Теперь вы можете справедливо спросить: как сам факт радикальности есть олицетворение здравого существования?
Вопрос этот очень важный. Поскольку само сомнение [мышление] существует как отражение деятельности сознания, то установленная нами достоверность радикальности есть противоборство между межличностным опытом и соотнесение своего отношения к окружающей культуре негативным контекстом, уже есть факт мышления. Однако загвоздка состоит в том, что радикальность суждений, во-первых, отрицает значимость культурных ценностей, а во-вторых, причисляет личность к числу антипода, что так же принижает любые последующие ценности.

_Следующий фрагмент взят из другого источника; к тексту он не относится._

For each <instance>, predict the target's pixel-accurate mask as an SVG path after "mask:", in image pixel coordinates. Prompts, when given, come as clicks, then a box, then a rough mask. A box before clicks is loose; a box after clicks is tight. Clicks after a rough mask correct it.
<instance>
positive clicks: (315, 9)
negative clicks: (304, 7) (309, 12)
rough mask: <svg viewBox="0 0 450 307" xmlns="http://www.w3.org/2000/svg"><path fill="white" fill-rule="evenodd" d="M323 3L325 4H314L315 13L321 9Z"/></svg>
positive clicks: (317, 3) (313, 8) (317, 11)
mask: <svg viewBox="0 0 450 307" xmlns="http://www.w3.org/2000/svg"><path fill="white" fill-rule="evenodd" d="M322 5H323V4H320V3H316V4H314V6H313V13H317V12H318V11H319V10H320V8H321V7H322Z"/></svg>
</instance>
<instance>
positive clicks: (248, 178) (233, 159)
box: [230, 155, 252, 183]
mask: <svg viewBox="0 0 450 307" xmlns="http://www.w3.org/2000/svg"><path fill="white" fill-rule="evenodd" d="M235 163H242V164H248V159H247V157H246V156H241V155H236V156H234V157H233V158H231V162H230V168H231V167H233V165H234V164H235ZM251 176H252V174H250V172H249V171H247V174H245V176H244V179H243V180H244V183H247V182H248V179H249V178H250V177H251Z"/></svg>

И если вы усомнитесь в этом, то мне придется вам заметить, что главная проблема радикализма, как системы взглядов заключается в собственной уродливости и деструктивности своей же природы, поскольку его феномен характеризуется желанием общественно-политических деятелей и иных субъектов общественных отношений изменить существующий строй в его корне, полностью, коренным образом преобразовать всю существующую систему. Потому он более сковывает свое же положение, не мысля, что, следуя как за одними и теми же действиями он изгоняет собственную философию, и, стремится запретить себя в будущем. Иными словами, он сообщает, дескать, что тебе, дорогой друг, никогда не следует быть исключением: ибо если живешь в сумасбродном мире, надо и самому научиться безумству. Однако, при всем этом, он культивирует положения, которые по идее, должны искоренить всякий намек на утопии, спасти сознание. Но, повторюсь, таким образом он себя.

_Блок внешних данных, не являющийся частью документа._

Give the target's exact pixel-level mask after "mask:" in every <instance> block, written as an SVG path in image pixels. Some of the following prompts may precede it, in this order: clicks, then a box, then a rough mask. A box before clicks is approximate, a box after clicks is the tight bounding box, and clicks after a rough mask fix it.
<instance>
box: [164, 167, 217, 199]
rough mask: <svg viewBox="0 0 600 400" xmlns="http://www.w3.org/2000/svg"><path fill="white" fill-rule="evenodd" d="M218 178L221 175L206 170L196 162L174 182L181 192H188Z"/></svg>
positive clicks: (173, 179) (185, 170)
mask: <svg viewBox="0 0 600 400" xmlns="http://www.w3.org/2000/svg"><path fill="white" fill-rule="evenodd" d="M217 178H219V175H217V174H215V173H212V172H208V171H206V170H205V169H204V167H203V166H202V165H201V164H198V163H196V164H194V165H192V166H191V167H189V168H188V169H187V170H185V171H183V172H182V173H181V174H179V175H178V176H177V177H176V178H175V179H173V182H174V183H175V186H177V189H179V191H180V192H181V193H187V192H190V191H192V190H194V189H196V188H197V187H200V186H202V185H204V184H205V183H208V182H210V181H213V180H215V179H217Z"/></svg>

Схожей точки зрения придерживается Гете:
«У слабых людей часто бывают революционные убеждения; они думают, что им было бы хорошо, если бы ими не управляли, и не сознают, что они не в силах управлять ни другими, ни собой» [14].
Более разношерстно об этом выражался и Норберт Винер:
«Мы изменили своё окружение так радикально, что теперь должны изменить себя, чтобы жить в этом новом окружении» [15].

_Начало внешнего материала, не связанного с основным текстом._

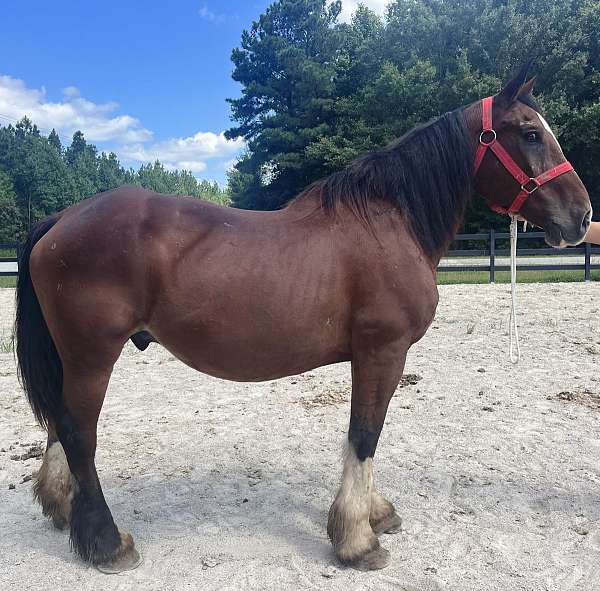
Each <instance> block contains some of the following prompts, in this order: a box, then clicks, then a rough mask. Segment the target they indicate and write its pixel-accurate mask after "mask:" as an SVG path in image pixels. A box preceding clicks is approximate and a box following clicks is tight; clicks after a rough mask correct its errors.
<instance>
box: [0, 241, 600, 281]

Соответственно учитывая бытующий радикализм, оказывается совершенно понятия почему в жизни следует блюсти критерии здравомыслия, затем что именно его доминация способствует наличию (а) качества личности, поскольку выявляет феноменологию культурной этики и характера наследия; (б) морально этических установок, и возведение их в общепринятую норму, как необходимый компонент культурного развития личности; (в) дисциплинированного [т.е правильного] мышления.
Если попытаться совсем кратко выразить суть различий меж радикализмом и здравомыслием, то можно сказать, что черты радикальности отражают решительность мышления, а черты здравомыслия отражают этическую зрелость мышления. При этом очевидно, что, хотя положение этих точек зрения отражают разные взгляды на вещи: используя их направление можно добиться разных целей и, наоборот, устремиться к одной и той же цели пользуясь методом поочередности.
Именно поэтому, очевидно, что с намеченной тенденцией на радикальность и резкую критику ушедшей и заодно приходящей эпохи, мы если и извратим понятия логики, то хотя при этом сохраним традицию здравомыслия. Поскольку наличие толики здравомыслия значит вероятное перевоспитание посткультуры, которую истязает собственный голод.